University of Washington
2010 New Investigator Research Grant
Axons are long, armlike structures on nerve cells that help transport nutrients and other components around the cell. In Alzheimer's disease, however, these axons become damaged and lose their ability to transport components effectively. Reduced axonal transport inhibits the activities of nerve cells and can lead to their death.

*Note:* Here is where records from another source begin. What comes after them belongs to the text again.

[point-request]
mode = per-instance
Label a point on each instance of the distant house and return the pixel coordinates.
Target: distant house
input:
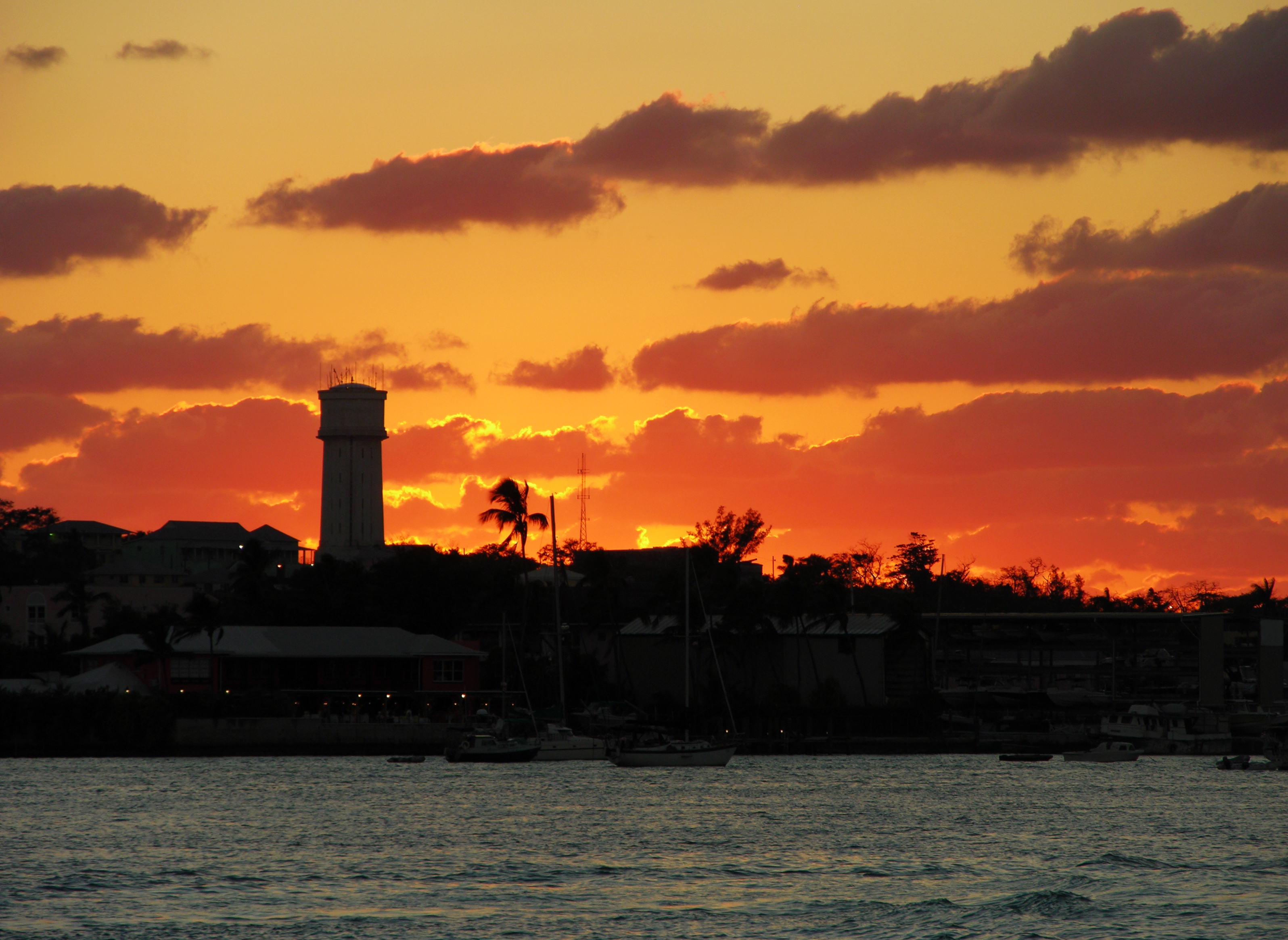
(301, 660)
(208, 549)
(30, 612)
(106, 541)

To better understand this pathological process, research teams have tried to measure the extent to which Alzheimer's disease restricts axonal transportation. One such team, led by Donna Cross, Ph.D., has been quantifying axonal transport declines in mice engineered to develop Alzheimer-like symptoms. Their work has involved the use of a sophisticated imaging method called manganese-enhanced magnetic resonance imaging (MRI).

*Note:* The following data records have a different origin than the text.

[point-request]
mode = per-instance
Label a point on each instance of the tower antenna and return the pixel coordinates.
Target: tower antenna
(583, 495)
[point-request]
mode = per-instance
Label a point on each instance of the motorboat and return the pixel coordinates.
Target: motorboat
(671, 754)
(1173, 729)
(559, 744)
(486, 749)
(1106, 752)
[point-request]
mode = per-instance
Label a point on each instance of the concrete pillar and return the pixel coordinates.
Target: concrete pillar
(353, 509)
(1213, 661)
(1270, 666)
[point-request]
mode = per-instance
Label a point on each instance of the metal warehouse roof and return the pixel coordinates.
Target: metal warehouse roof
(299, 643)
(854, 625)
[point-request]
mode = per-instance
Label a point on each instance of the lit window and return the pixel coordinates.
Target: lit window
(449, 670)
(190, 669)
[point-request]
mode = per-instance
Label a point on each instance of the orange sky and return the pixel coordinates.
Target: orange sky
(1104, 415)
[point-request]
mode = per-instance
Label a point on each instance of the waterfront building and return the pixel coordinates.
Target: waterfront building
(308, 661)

For the proposed grant, Dr. Cross and colleagues plan to expand their earlier work by focusing on an enzyme called glycogen synthase-kinase-3 (GSK-3). GSK-3 has been associated with the production of two Alzheimer-related molecules—beta-amyloid and abnormal tau. Dr. Cross's team believes that GSK-3 may also be involved in hindering axonal transport. The researchers will test this hypothesis by administering their Alzheimer mice with a drug that inhibits GSK-3 activity. They will then use manganese-enhanced MRI to assess 1) whether the drug produces quantifiable improvements in cellular axonal transport and 2) whether such improvements may help prevent or reduce the accumulation of beta-amyloid and abnormal tau.
The findings of this study could help clarify the role that axonal transport deficits—and GSK-3—play in the development and progression of Alzheimer pathology.